わたしは今年もわたし

毎年、年末年始はその年を振り返ったり、石井ゆかりさんの年報を読んで目標を立てたりと張り切っていたのだが、今年はいい意味でぬる〜っと始まった。まだ12/29みたいな気持ちだ。

2019年は2018年の続きでしかなく、わたしはこのままわたしでいられたらいいなと思う。キリのいい年始に目標を立てたり再認識したりするのも楽しいんだけどね。まだ、追いついていない。

そんな感じでゆるゆる実家で過ごしていた年始に、母の卒業論文を見つけた。文学部だった母が、昭和47年に、竹取物語について書いた論文だった。時間がなかったので冒頭と終わりの文章だけをそおっと読んだ。

わたしは母が自身について語ったところをほとんど見たことがないのだけど、そこには若かりし母が自身の人生についてまだ迷い、何かを見つけようとしている破片が見え隠れしていた。「自分の生き方を把握したい」と母は言った。

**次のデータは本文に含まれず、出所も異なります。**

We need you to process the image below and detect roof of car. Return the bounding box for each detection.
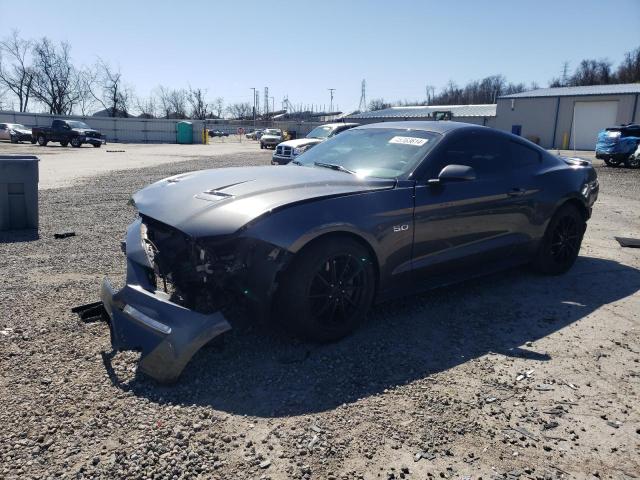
[320,122,360,128]
[355,121,481,134]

私の知らないことはあまりにも多すぎ、その中にもきっと自分の全神経を集中させえるものはあろう。しかししらないということはただそれらのものがいかなるものであっても私には無に等しいのである。凡人の私にはそれらのものをどれだけ知ることができるかかといってもごく一部の限られたものだけなのである。そして私の生命にも限りがある。
しかし、今こうして生きている以上、常に生の充実をはかるべきではないのだろうか。
安易な生の中に埋没することなく、「文学」を通して自分の生き方を見つめつつ自己をまず確立させたい。

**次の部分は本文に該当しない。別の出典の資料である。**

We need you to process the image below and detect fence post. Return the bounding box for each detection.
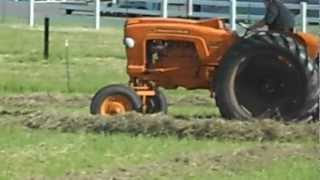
[230,0,237,31]
[29,0,34,27]
[65,39,71,93]
[162,0,168,18]
[1,0,6,23]
[44,17,50,59]
[95,0,100,30]
[187,0,193,17]
[301,1,307,33]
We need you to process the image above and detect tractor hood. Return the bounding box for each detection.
[126,18,198,26]
[126,18,229,31]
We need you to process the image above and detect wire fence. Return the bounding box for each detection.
[1,0,319,30]
[0,0,126,28]
[1,0,30,25]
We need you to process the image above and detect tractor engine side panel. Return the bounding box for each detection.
[143,39,207,89]
[125,19,236,89]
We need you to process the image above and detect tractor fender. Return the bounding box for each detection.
[296,32,320,60]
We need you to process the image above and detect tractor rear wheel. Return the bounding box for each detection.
[90,84,142,116]
[215,32,319,121]
[146,89,168,114]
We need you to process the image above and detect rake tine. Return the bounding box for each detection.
[318,53,320,121]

母が何を考えていたのかはもう分からない。この文章の温度感もわからない。時間を吸い込んだ原稿用紙の上をすべる直筆の母のことばを見て、静かに胸が熱くなった。

母が文学を通して自分を知ろうとしていたように、あらゆるものと接するなかで、結局わたしが知りたいのは自分のことだけなのだ。そのことを長い年月をかけて、確認しているだけ。

わたしは今年も、わたし。どうぞ、よろしくお願いします。